This week is National Apprenticeship Week, which is now in its 7 th year. Apprenticeships have blossomed from being a “Cinderella route” from education into employment to being a real alternative for young people put off by debts associated with university education.
But what do employers need to know before committing to taking on an apprentice?
What are apprenticeships?
Apprenticeships are work-based training programmes which lead to nationally recognised qualifications. They are open to anyone aged 16 and over and will usually last between one and four years on a fixed term basis. Apprentices will be entitled to a special rate of the national minimum wage, currently set at £2.68 if they are under the age of 19 or are aged 19 and over but in their first year of their apprenticeship.
There are two methods of taking on an apprentice:-
• under a traditional contract of apprenticeship; or
• under an apprenticeship agreement.
What are their rights?
Apprentices will be employees but it may be more advantageous for an employer to use an apprenticeship agreement in order to avoid the obligation to meet an apprentice’s enhanced rights on termination (see below). However, there are certain conditions that the agreement must satisfy in order to qualify as an apprenticeship agreement.
All apprentices will be entitled to rights under the Working Time Regulations and the usual statutory maternity, paternity, adoption and sick pay. Employers should, however, consider the additional obligations to apprentices under the age of 18 particularly in relation to working time and health and safety assessments before they start employment.
Thoughts on Recruitment
Apprenticeships are usually associated with young people but employers should be aware of the risk of age discrimination on recruitment. Putting an upper age limit on applicants for an apprenticeship, particularly on the basis of funding eligibility, could be indirectly discriminatory if an employer cannot objectively justify the limit.
Employers should also be alive to possible age discrimination issues if the terms of employment offered to apprentices are less favourable than those offered to other employees of a similar length of service (but note that benefits directly related to length of service are subject to specific exemptions under age discrimination legislation).
What if it doesn’t work out?
An apprentice engaged under a contract of apprenticeship will have enhanced rights on termination. Particular care needs to be taken as the apprentice may be entitled to enhanced damages for early termination, based on the balance of the term of the contract and loss of career prospects. An employer should bear in mind that the primary focus of a contract of apprenticeship is on the training rather than the work performed by the apprentice.

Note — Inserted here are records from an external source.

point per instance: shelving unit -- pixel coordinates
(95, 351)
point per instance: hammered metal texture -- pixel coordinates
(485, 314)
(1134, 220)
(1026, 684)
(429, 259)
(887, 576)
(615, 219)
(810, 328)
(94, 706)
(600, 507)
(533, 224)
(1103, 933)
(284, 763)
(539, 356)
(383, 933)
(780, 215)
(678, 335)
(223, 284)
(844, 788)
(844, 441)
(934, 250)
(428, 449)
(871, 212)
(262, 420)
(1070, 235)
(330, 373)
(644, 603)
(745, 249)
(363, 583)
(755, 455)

As a result, the circumstances in which someone working under such a contract can be dismissed by reason of, for example, misconduct or redundancy are much more limited than would be the case with an “ordinary” employee.
By contrast, however, if, an employer wishes to terminate an apprenticeship agreement early for any reason, it will be subject to the usual principles in respect of breach of contract and unfair dismissal claims (including, in relation to the latter, the requirement (subject to limited exceptions) to have a suitable period of qualifying service).
Key things to remember for employers
If you are taking on an apprentice, here are some key practical points to think about:-
• Given the more restricted rights offered to apprentices, an apprenticeship agreement is likely to be more attractive for employers as opposed to a contract of apprenticeship.
• The agreement should be in writing.
• The agreement should contain the basic terms of employment (such as their job title, place of work, hours of work, holiday entitlement, etc.) as well as a statement of the skill, trade or occupation for which the apprentice is being trained.
• It may be appropriate to set out the hours that the apprentice will be required to attend college in the agreement.
(Note the position in relation to employing apprentices in Scotland is different from England).